Foto: Alberto Torres

Quienes pretenden ir al hospital Miguel Pérez Carreño ven limitadas sus opciones. Fernando Sotillo tiene a su hermana hospitalizada allí, vive en Petare y todos los días debe decidir entre caminar desde las estaciones La Yaguara o La Paz, esperar pacientemente el Metrobús que sale desde La Paz o «ligar» que pueda montarse en una buseta y que no se encuentre con el embotellamiento que ahora es común debajo del elevado.

Un transeúnte criticó que las calles de la capital ahora parecen «de pueblo» haciendo alusión a la cantidad de huecos, deformaciones, tierra y polvo que caracterizan a algunas zonas caraqueñas.

Una señora, con sus dos hijas, preguntaba a viva voz: «¿Dónde se agarra el Metrobús que va hasta el (hospital) Algodonal?» Nadie responde, nadie sabe. Otra escena que alimenta el caos.

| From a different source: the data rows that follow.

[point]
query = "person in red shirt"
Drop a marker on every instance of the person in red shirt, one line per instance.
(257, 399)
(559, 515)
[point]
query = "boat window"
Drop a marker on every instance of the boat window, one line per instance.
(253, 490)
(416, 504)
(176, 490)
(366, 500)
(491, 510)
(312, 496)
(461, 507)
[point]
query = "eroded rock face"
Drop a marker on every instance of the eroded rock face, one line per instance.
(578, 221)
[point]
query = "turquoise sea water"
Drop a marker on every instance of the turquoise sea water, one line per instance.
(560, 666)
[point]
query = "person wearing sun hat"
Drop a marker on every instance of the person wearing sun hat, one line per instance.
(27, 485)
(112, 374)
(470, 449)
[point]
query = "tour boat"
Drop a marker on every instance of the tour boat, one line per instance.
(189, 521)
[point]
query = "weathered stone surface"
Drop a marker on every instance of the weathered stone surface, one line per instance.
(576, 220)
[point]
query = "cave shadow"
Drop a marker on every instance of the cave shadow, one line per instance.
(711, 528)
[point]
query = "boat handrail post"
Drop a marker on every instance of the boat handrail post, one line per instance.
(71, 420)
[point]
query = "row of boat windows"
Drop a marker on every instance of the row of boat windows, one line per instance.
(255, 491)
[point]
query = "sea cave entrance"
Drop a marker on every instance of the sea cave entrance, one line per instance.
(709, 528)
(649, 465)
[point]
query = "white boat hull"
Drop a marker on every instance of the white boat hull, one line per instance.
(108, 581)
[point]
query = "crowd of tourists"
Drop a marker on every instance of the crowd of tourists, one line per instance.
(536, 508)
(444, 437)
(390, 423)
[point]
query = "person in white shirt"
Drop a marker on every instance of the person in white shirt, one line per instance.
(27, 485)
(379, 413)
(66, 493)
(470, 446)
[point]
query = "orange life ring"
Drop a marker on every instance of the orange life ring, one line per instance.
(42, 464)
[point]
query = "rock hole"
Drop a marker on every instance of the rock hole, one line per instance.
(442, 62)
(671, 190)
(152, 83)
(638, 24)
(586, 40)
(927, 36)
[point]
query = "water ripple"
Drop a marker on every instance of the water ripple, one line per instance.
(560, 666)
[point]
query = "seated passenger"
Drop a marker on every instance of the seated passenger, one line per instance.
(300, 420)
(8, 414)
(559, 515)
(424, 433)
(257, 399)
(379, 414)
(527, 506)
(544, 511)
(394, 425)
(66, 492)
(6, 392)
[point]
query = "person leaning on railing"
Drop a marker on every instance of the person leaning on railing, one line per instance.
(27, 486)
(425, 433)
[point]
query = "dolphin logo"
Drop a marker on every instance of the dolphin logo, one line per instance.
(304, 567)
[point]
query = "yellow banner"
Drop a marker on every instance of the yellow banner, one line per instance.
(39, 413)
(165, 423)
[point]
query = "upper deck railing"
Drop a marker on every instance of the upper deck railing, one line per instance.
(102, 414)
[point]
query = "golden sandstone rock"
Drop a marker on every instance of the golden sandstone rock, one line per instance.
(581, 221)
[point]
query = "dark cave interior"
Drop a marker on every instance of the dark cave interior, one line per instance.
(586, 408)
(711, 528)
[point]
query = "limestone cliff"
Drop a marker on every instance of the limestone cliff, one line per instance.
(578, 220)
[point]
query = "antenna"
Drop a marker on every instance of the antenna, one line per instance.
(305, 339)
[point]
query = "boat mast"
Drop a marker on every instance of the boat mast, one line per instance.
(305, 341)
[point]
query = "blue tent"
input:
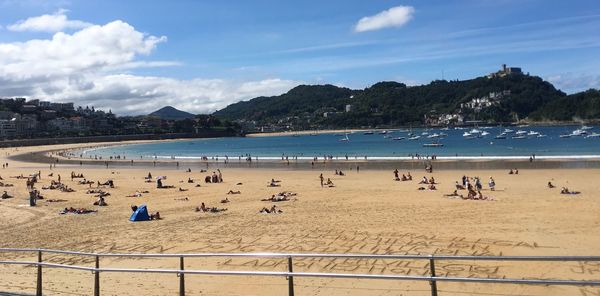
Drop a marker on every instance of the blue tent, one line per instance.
(141, 214)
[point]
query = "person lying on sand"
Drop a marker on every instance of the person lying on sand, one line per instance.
(101, 202)
(136, 194)
(109, 183)
(56, 200)
(453, 194)
(274, 184)
(329, 183)
(79, 211)
(159, 185)
(566, 190)
(274, 198)
(204, 209)
(201, 208)
(102, 194)
(155, 216)
(273, 210)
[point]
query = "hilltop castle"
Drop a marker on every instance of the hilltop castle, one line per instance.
(505, 71)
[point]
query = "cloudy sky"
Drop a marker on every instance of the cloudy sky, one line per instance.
(136, 56)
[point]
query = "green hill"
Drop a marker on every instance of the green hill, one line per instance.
(394, 104)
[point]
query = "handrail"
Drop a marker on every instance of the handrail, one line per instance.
(315, 255)
(312, 274)
(432, 278)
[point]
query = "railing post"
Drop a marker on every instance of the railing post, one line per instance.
(433, 283)
(38, 291)
(290, 278)
(97, 277)
(181, 278)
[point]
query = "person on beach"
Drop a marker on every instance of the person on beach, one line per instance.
(566, 190)
(492, 184)
(5, 195)
(329, 183)
(453, 194)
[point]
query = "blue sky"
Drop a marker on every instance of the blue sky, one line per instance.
(202, 55)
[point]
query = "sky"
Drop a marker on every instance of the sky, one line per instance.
(134, 57)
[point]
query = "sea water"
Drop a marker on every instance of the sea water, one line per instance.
(374, 146)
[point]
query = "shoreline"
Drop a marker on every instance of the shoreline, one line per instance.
(47, 156)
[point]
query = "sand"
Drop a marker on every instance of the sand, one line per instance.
(367, 213)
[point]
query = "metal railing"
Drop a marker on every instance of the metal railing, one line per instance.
(290, 274)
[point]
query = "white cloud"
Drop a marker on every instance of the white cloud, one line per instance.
(55, 22)
(132, 94)
(393, 17)
(571, 82)
(88, 67)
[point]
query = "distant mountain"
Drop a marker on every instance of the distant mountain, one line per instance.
(171, 113)
(396, 104)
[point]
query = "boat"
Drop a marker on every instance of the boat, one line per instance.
(593, 135)
(579, 132)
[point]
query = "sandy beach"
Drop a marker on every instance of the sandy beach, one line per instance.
(366, 212)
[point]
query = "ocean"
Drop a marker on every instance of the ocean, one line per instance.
(541, 141)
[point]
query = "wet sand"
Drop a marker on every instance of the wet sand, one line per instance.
(366, 212)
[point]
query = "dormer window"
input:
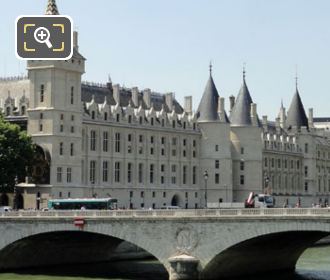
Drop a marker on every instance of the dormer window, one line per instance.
(42, 93)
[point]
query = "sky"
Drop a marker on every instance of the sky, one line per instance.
(167, 45)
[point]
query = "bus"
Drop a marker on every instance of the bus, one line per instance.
(83, 204)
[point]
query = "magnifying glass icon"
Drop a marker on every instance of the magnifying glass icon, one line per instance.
(42, 35)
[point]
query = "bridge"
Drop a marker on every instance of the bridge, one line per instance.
(191, 244)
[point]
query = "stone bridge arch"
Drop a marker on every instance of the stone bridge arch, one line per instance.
(260, 246)
(143, 234)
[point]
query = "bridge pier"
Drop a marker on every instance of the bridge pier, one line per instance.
(183, 267)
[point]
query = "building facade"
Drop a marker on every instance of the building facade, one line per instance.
(144, 148)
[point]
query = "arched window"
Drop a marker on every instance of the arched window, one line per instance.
(72, 96)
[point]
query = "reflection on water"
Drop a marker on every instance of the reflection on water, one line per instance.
(314, 264)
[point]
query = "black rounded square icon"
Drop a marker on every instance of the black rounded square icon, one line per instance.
(44, 37)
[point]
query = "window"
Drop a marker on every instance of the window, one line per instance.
(105, 171)
(117, 172)
(72, 95)
(194, 175)
(42, 93)
(129, 172)
(92, 167)
(93, 140)
(217, 178)
(59, 174)
(105, 141)
(61, 148)
(140, 173)
(117, 142)
(184, 175)
(68, 174)
(242, 180)
(242, 165)
(151, 173)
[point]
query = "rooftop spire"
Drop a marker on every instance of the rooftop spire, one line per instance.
(51, 8)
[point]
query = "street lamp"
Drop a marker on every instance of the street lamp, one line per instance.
(206, 176)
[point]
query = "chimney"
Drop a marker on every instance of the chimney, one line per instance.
(221, 109)
(135, 96)
(231, 102)
(169, 101)
(253, 112)
(265, 123)
(188, 104)
(116, 93)
(147, 97)
(75, 40)
(310, 118)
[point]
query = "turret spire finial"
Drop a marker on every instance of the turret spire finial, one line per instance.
(210, 67)
(296, 77)
(51, 8)
(244, 72)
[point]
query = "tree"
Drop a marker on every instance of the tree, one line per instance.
(16, 154)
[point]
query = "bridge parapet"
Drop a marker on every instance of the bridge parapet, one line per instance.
(190, 213)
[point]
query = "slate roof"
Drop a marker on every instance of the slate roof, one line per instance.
(101, 92)
(208, 107)
(51, 8)
(296, 113)
(241, 112)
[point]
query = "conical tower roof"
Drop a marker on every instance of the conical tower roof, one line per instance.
(241, 112)
(208, 107)
(51, 8)
(296, 113)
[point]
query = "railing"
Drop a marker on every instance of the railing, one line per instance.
(184, 213)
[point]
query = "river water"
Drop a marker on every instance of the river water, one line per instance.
(314, 264)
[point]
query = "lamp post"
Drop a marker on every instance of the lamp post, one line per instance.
(206, 176)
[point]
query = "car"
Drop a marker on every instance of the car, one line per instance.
(5, 209)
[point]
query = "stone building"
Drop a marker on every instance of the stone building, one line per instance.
(144, 148)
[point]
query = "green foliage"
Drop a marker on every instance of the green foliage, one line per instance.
(16, 154)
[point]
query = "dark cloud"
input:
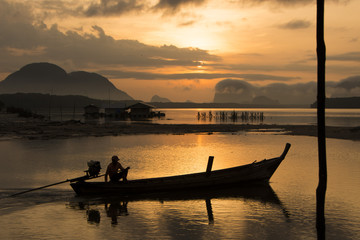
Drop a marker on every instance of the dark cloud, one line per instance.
(113, 7)
(192, 76)
(296, 24)
(22, 42)
(232, 90)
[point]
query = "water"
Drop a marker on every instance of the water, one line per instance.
(292, 116)
(284, 211)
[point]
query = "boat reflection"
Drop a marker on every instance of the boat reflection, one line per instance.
(116, 207)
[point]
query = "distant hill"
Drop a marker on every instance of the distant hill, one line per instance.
(35, 101)
(156, 98)
(51, 79)
(351, 102)
(223, 105)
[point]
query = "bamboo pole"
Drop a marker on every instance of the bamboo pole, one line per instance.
(321, 55)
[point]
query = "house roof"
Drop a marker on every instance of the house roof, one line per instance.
(141, 105)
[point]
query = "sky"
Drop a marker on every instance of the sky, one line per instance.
(187, 50)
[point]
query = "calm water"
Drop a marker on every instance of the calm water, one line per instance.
(285, 210)
(302, 116)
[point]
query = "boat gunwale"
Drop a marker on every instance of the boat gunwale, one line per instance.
(208, 175)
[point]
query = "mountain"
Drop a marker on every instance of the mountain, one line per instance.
(156, 98)
(350, 102)
(51, 79)
(262, 100)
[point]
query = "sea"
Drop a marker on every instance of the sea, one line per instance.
(285, 209)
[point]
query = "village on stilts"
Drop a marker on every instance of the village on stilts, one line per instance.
(234, 116)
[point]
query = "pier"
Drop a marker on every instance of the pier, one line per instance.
(234, 116)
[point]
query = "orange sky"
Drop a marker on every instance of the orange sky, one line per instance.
(181, 49)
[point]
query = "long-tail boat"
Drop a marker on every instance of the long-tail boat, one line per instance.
(254, 173)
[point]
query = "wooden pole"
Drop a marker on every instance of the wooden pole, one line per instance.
(209, 166)
(321, 55)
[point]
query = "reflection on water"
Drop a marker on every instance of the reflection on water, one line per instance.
(57, 213)
(115, 207)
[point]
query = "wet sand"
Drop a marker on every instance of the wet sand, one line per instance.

La obra de 300 metros, parte de las «soluciones viales» del ex ministro de Transporte Haiman El Troudi, que permitía circular más de 15.000 vehículos diarios y ahorrar más de 30 minutos de viaje a los conductores, hoy es un dolor de cabeza para propios y extraños de la zona. En la página del Ministerio de Transporte tampoco se hace alusión al término de la reparación.